Hughes and another v Howell (2021) EWCA Civ 1431 unreasonable refusal of offer to secure/compound petition debt section 271(3) Insolvency Act 1986

Frances Coulson

Partner, Head Of Insolvency & Restructuring, Wedlake Bell

Hughes and another v Howell (2021) EWCA Civ 1431 is unusual in that the judgment of the Court of Appeal relates to a second appeal in bankruptcy, Newey LJ having given permission to appeal from a decision of Birss J refusing an appeal against a bankruptcy order made by ICC Judge Burton. The case is of interest as it deals with the unusual issue of when a bankruptcy petition may be dismissed by reason of the petitioner’s unreasonable refusal of an offer to secure or compound for the petition debt (see 2 171(3) Insolvency Act 1986).

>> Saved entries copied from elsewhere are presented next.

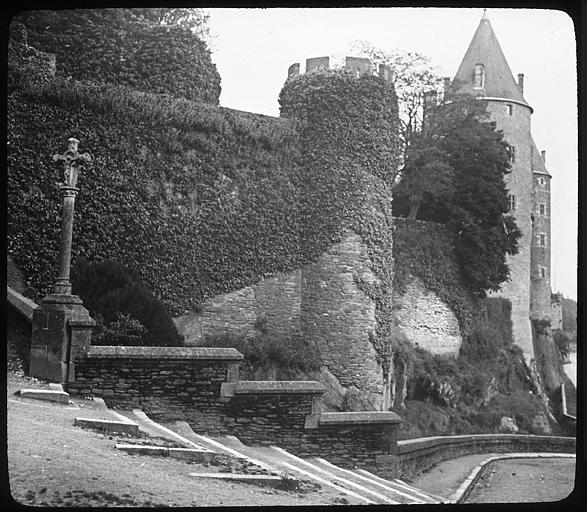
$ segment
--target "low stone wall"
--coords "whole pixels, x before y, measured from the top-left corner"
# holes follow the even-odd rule
[[[411,479],[439,462],[473,453],[575,453],[574,437],[480,434],[409,439],[397,443],[398,477]]]
[[[323,412],[315,426],[309,419],[302,442],[290,450],[301,457],[318,455],[343,468],[363,468],[394,478],[400,421],[393,412]]]
[[[223,386],[225,424],[245,444],[297,446],[313,402],[324,393],[315,381],[240,381]]]
[[[93,346],[76,361],[70,394],[102,397],[109,407],[140,408],[156,420],[200,420],[222,431],[222,383],[238,379],[233,348]]]
[[[251,446],[277,445],[300,457],[324,457],[342,467],[395,476],[397,427],[393,412],[317,412],[324,392],[314,381],[224,384],[227,431]]]

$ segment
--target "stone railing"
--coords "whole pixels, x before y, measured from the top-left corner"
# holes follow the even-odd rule
[[[27,299],[24,295],[10,288],[10,286],[6,286],[6,300],[8,305],[20,316],[29,322],[33,321],[33,312],[39,307],[36,302]]]
[[[575,451],[574,437],[522,434],[423,437],[398,441],[397,466],[400,478],[413,478],[443,460],[473,453],[575,453]]]

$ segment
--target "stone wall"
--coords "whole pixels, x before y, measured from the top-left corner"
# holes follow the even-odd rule
[[[396,323],[412,344],[433,354],[458,355],[462,342],[459,321],[436,293],[416,277],[397,297]]]
[[[174,318],[186,344],[200,345],[204,338],[252,338],[261,332],[274,336],[300,333],[301,270],[279,273],[263,281],[213,297]]]
[[[218,295],[202,304],[200,312],[176,318],[175,323],[191,345],[225,335],[301,335],[317,347],[337,385],[350,391],[352,410],[379,409],[383,372],[370,341],[375,304],[355,277],[371,283],[375,279],[365,244],[349,232],[317,262]]]
[[[480,434],[398,441],[399,478],[411,479],[439,462],[473,453],[575,453],[574,437]]]
[[[340,384],[358,391],[363,403],[356,407],[377,410],[383,371],[369,337],[376,327],[375,303],[359,289],[355,276],[375,279],[365,244],[350,232],[302,271],[302,332]]]
[[[70,394],[108,407],[141,408],[154,419],[186,419],[223,432],[220,387],[238,378],[242,355],[231,348],[91,347],[75,363]]]

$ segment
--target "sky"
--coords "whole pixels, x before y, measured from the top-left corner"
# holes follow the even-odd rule
[[[419,52],[453,77],[483,15],[458,8],[207,9],[212,60],[223,107],[279,116],[288,67],[306,58],[346,55],[352,41]],[[577,74],[571,18],[546,9],[488,9],[487,16],[524,98],[532,134],[546,150],[551,181],[551,287],[577,297]]]

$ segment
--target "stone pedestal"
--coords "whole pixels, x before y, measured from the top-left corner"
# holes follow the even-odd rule
[[[56,382],[74,379],[73,361],[87,353],[94,325],[77,295],[47,295],[33,313],[30,375]]]

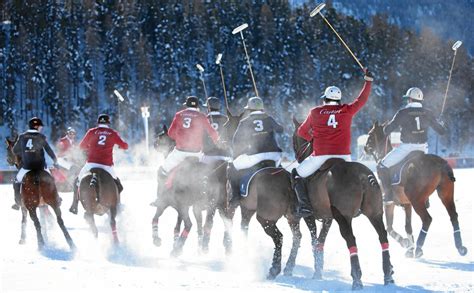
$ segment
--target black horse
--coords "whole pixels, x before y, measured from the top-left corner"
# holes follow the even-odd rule
[[[299,162],[312,152],[312,145],[299,137],[300,123],[293,119],[295,132],[293,148]],[[388,250],[387,231],[383,223],[382,193],[375,175],[365,165],[343,160],[328,160],[315,175],[306,179],[308,195],[314,216],[318,219],[334,218],[350,253],[352,289],[363,287],[352,218],[364,214],[375,228],[382,245],[384,284],[393,283],[393,270]],[[329,229],[329,228],[328,228]],[[323,249],[324,242],[319,243]],[[322,261],[322,255],[320,257]]]
[[[365,145],[365,152],[380,162],[385,155],[392,150],[390,136],[383,132],[383,125],[374,122],[369,131],[369,137]],[[454,230],[454,243],[460,255],[467,254],[467,248],[462,245],[461,230],[459,228],[458,214],[454,203],[454,174],[453,169],[444,159],[431,154],[421,154],[410,160],[403,169],[401,184],[393,189],[396,201],[402,204],[406,212],[405,229],[408,239],[402,238],[393,230],[394,203],[385,205],[385,216],[387,219],[387,230],[390,235],[397,239],[402,245],[407,246],[408,257],[421,257],[423,255],[423,244],[430,227],[432,218],[426,208],[426,202],[431,194],[437,190],[438,197],[446,207]],[[420,216],[422,228],[416,241],[416,250],[413,245],[413,228],[411,226],[411,206]],[[406,243],[408,242],[408,245]]]

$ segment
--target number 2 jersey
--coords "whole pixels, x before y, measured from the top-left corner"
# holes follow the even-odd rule
[[[400,128],[400,140],[403,143],[422,144],[428,141],[428,128],[432,127],[439,134],[446,129],[435,118],[433,112],[423,108],[421,103],[409,103],[405,108],[398,110],[393,119],[384,127],[384,132]]]
[[[56,161],[56,155],[46,141],[46,136],[34,129],[20,134],[13,146],[13,152],[21,156],[22,167],[28,170],[42,170],[46,168],[45,150],[51,159]]]
[[[195,108],[186,108],[176,113],[168,135],[176,142],[176,148],[185,152],[200,152],[204,135],[210,136],[214,143],[219,138],[206,115]]]
[[[128,144],[123,141],[117,131],[107,125],[100,124],[87,131],[79,147],[87,152],[88,163],[112,166],[115,145],[124,150],[128,149]]]
[[[311,109],[298,128],[298,136],[313,142],[313,156],[351,153],[352,118],[367,102],[370,89],[371,82],[366,81],[352,103],[322,105]]]

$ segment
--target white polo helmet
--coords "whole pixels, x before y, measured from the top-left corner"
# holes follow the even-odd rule
[[[423,101],[423,92],[417,87],[411,87],[403,97],[416,101]]]
[[[321,96],[321,99],[340,101],[341,97],[342,97],[341,89],[339,89],[337,86],[329,86],[324,91],[324,95]]]

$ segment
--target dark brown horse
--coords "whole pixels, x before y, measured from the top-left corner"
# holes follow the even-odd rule
[[[383,132],[383,125],[375,122],[369,131],[369,137],[365,145],[365,151],[371,154],[375,161],[379,163],[385,155],[392,150],[390,137]],[[454,229],[454,243],[460,255],[466,255],[467,248],[462,245],[461,230],[459,229],[458,214],[454,203],[454,174],[452,168],[442,158],[436,155],[422,154],[416,156],[401,175],[401,184],[393,189],[396,201],[405,207],[406,231],[408,242],[412,242],[413,236],[411,227],[411,205],[420,216],[422,228],[416,241],[416,249],[413,252],[413,245],[408,246],[407,256],[420,257],[423,255],[423,244],[430,227],[432,218],[426,208],[426,202],[431,194],[436,190],[441,202],[446,207]],[[390,235],[403,244],[402,237],[394,232],[393,223],[394,204],[385,205],[387,219],[387,230]]]
[[[300,123],[296,119],[294,124],[298,129]],[[311,144],[308,146],[308,143],[296,134],[296,130],[293,134],[293,148],[299,162],[312,152]],[[339,230],[350,253],[352,289],[363,287],[356,239],[352,230],[352,218],[359,214],[369,219],[379,236],[384,284],[393,283],[387,231],[383,224],[382,193],[375,175],[365,165],[357,162],[328,160],[324,165],[320,172],[306,179],[308,195],[317,219],[334,218],[339,224]],[[322,250],[324,242],[319,245]]]
[[[6,140],[7,143],[7,161],[19,168],[21,166],[21,158],[13,153],[14,141]],[[66,238],[69,247],[75,250],[74,242],[69,235],[64,221],[61,217],[61,209],[59,208],[60,199],[54,178],[46,171],[30,171],[23,177],[21,185],[21,239],[20,244],[25,243],[26,238],[26,216],[30,214],[30,218],[35,224],[36,236],[38,240],[38,248],[42,249],[45,245],[43,234],[41,233],[41,224],[36,214],[36,208],[40,204],[46,203],[53,209],[61,231]]]
[[[245,112],[232,116],[229,114],[229,121],[224,125],[225,139],[231,141],[239,121],[244,117]],[[257,220],[263,230],[269,235],[274,243],[274,253],[272,266],[267,275],[268,279],[274,279],[281,272],[281,257],[283,246],[283,234],[277,227],[278,220],[285,216],[290,226],[293,242],[290,255],[284,269],[285,275],[291,275],[295,266],[298,248],[301,243],[300,219],[293,216],[294,209],[294,192],[291,188],[290,173],[283,168],[267,168],[260,171],[251,181],[249,185],[248,196],[241,198],[240,210],[242,214],[241,229],[245,234],[248,232],[249,223],[253,215],[257,215]],[[229,188],[230,189],[230,188]],[[235,207],[228,207],[228,218],[231,220],[235,213]],[[317,236],[317,226],[314,217],[304,219],[309,228],[313,254],[315,259],[315,277],[318,276],[320,254],[318,253],[318,243],[323,243],[327,236],[327,231],[331,225],[331,220],[323,221],[323,228],[319,237]],[[230,234],[230,225],[226,226],[228,246],[232,245]]]
[[[80,181],[79,199],[84,207],[84,218],[94,236],[98,237],[94,215],[108,213],[110,228],[112,229],[112,240],[114,244],[118,244],[119,239],[115,218],[117,216],[119,192],[112,175],[103,169],[92,168],[90,173]]]

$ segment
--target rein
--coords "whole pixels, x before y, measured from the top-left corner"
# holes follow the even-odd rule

The petition was based on a debt due to Mr and Mrs Hughes arising out of a judgment obtained in 2015 in possession proceedings. It had been adjourned for three months to allow probate to be obtained, an estate administered and a house to be sold; but by the time of the adjourned hearing sale of the house and final distribution of the estate had not been achieved, and in any event it appeared that Mr Howell’s share of the estate was going to leave at least £10,000 of the petition debt unpaid. A bankruptcy order was made even though Mr Howell had made an offer to pay £10,000 and said that he might be able to pay more. ICC Judge Burton held that the creditors had been entitled to refuse that offer.

Mr Howell applied unsuccessfully to stay the bankruptcy order ([2019] EWHC 1559 (Ch); [2019] BPIR 1211). His substantive appeal was dismissed by Birss J: ([2020] EWHC 747 (Ch)) on the footing that there had not been a concrete offer to pay more than £10,000 so the ICC Judge had been entitled to consider that the offer was insufficient. Mr Howell was granted permission to bring a second appeal on the ground that the judge should arguably have considered his offer to have been more than £10,000.

Lewison LJ referred to the judgment of the chief registrar in HMRC v Garwood ([2012] BPIR 575), citing with approval his summary of the10 legal principles the court needed to consider. Applying those to the facts of the case he went on to dismiss the appeal. In doing so he highlighted the features of Mr Howell’s offer that were unsatisfactory. He said that for an offer to be an offer for the purposes of s 271(3) it had to be “a concrete offer capable of acceptance.” It had to be “a present offer, not the possibility of a future offer.” Furthermore: “An offer simply to top up the shortfall is, in my judgment, not enough […] I do not consider that Mr Howell’s vague statement in the course of submissions, unsupported by any credible or objective evidence, that if someone thought that it ought to be more than £10,000 then he would go along with that amounts to an offer at all.” He emphasised that it was not up to the creditors to negotiate with the debtor before the debtor made an offer: “The offer that the debtor makes is one for him to make and him alone.”

Timing was also a consideration. Lewison LJ rejected the debtor’s submission that if a debt was secured it did not matter how long the creditor might have to wait before being able to realise a security:

“Security is only of value if it enables a debt to be paid within a reasonable time. A creditor is not unreasonable in refusing to wait for an indeterminate time for an indeterminate amount before the security can be realised. Indeed in the present case it is difficult to see how the security could be realised at all. In practice Mr and Mrs Hughes would simply have had to wait until the executors had sold the house and then either receive an interim distribution, the amount of which was entirely uncertain, or wait until the estate had been administered.”

Also of interest is the wide view Lewison LJ took of what might be property and security. In his view property could include a sum of money to be received by the debtor as a residuary beneficiary: “Since the right is a transmissible right, it is capable at least in theory of being the subject matter of security”. Irrevocable instructions to solicitors to pay the solicitors for the petitioners had been given by Mr Howell. Lewison LJ said, “I am prepared to accept that that amounted to securing that part of the debt for the purposes of the Insolvency Act 1986.”